Another pork dish, Mimiga consists of thinly cut pig's ear that is boiled or steamed. It comes with a crunchy texture and is usually seasoned with a ponzu sauce, salt or a peanut dressing.
Umibudo literally means "sea grapes" in Japanese, and this type of seaweed does indeed resemble grapes on a miniature scale. Each little umibudo ball has a soft skin that releases a salty liquid when bitten. Umibudo is usually served with little preparation, with only a bit of vinegar or soya sauce.

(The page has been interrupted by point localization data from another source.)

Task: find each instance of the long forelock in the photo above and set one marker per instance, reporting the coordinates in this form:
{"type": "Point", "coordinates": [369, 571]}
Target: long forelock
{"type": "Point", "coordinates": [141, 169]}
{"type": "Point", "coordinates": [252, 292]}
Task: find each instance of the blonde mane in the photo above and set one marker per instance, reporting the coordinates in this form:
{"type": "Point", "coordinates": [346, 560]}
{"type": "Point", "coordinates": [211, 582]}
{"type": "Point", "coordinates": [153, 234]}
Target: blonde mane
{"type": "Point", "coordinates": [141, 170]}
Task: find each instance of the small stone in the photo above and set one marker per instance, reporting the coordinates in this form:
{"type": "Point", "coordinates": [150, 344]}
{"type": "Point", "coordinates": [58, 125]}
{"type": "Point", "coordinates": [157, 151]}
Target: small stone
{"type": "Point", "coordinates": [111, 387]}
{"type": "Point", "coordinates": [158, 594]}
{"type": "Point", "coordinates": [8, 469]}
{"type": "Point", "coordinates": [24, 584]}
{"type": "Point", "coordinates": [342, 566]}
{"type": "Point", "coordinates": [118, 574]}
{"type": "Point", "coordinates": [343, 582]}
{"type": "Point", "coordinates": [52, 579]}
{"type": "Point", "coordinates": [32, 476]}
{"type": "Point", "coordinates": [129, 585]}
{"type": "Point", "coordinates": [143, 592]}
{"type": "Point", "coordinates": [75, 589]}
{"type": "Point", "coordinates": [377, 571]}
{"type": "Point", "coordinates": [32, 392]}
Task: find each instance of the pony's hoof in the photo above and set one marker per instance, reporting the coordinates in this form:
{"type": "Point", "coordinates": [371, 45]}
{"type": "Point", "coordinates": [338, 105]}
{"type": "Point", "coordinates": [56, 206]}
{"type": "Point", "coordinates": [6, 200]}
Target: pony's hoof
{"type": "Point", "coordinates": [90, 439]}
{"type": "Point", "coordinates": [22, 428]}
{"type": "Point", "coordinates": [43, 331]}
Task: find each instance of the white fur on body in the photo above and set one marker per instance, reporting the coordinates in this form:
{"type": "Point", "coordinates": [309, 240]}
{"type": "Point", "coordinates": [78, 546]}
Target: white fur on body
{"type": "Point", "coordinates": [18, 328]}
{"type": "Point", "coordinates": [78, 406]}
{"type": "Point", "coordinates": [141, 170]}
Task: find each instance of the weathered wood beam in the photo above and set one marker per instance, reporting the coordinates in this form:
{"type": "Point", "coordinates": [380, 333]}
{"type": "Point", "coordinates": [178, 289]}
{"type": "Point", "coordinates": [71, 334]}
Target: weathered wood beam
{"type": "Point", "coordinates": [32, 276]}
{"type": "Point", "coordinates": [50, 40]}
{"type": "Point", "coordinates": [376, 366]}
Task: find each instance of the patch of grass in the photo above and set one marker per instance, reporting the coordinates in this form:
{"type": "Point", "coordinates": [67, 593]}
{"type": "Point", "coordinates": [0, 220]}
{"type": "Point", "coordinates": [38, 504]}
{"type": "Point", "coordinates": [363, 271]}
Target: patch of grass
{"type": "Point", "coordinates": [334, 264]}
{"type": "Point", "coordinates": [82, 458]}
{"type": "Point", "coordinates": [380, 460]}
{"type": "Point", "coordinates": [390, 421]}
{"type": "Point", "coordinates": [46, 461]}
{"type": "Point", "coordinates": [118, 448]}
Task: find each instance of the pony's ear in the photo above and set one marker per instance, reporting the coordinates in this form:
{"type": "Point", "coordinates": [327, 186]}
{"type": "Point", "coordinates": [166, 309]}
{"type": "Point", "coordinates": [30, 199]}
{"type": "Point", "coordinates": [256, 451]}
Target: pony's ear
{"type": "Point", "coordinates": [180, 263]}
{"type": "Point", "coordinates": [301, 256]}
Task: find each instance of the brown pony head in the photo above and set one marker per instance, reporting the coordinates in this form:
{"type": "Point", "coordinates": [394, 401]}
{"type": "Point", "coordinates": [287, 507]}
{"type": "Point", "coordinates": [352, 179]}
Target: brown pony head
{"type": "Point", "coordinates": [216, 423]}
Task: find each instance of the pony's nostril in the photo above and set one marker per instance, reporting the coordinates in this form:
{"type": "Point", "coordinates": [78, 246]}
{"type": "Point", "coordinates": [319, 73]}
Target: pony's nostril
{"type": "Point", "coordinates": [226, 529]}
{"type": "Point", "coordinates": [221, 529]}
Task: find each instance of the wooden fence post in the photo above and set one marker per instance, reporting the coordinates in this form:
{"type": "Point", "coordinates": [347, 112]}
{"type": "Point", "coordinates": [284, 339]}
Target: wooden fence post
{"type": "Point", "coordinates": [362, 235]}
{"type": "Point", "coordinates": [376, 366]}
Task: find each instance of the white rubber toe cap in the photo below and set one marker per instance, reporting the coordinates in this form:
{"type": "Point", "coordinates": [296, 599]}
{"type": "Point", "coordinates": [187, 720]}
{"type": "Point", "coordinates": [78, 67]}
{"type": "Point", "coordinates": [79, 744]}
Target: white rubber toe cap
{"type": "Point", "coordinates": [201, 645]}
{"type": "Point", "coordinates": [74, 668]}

Another derivative of the versatile soya bean, tofuyo is the result of fermenting and aging regular tofu. It is a powerful and pungent dish that is served in very small portions and commonly eaten with toothpicks. Tofuyo is often compared to strong cheese because of its similar texture and taste. The tofu is soaked in malted rice and awamori during the fermentation process, which takes a few months to complete. A red yeast is added in the process that gives the tofuyo its distinctive color. A glass of awamori is said to complement the taste of tofuyo nicely.
Yagi sashimi is raw goat meat, one of Okinawa's more challenging dishes. The slices of raw goat meat are presented and eaten in a similar fashion as regular seafood sashimi. The meat has a rather strong goaty flavor and is somewhat chewy.
Orion Beer is by far the most popular beer in Okinawa, but outside the islands it is quite uncommon. It has a light taste similar to Asahi Superdry, and is quite refreshing, making it a good drink for the beach in hot weather. It is widely available across the prefecture canned, bottled and as draft beer.
Awamori is a distilled spirit unique to Okinawa with an alcohol content usually between 30-40 percent. It is similar to but differs from shochu in that it is made from long-grained thai-style rice and uses a black koji mold indigenous to Okinawa. Awamori and Awamori based cocktails are widely available across Okinawa.
Sanpin-cha is the Okinawan name for Jasmine tea, and is widely popular across Okinawa. The tea is available at supermarkets, convenience stores, vending machines and at restaurants and is drunk hot or cold. Sanpin-cha was originally introduced from China and is generally flavored milder than its Chinese counterpart.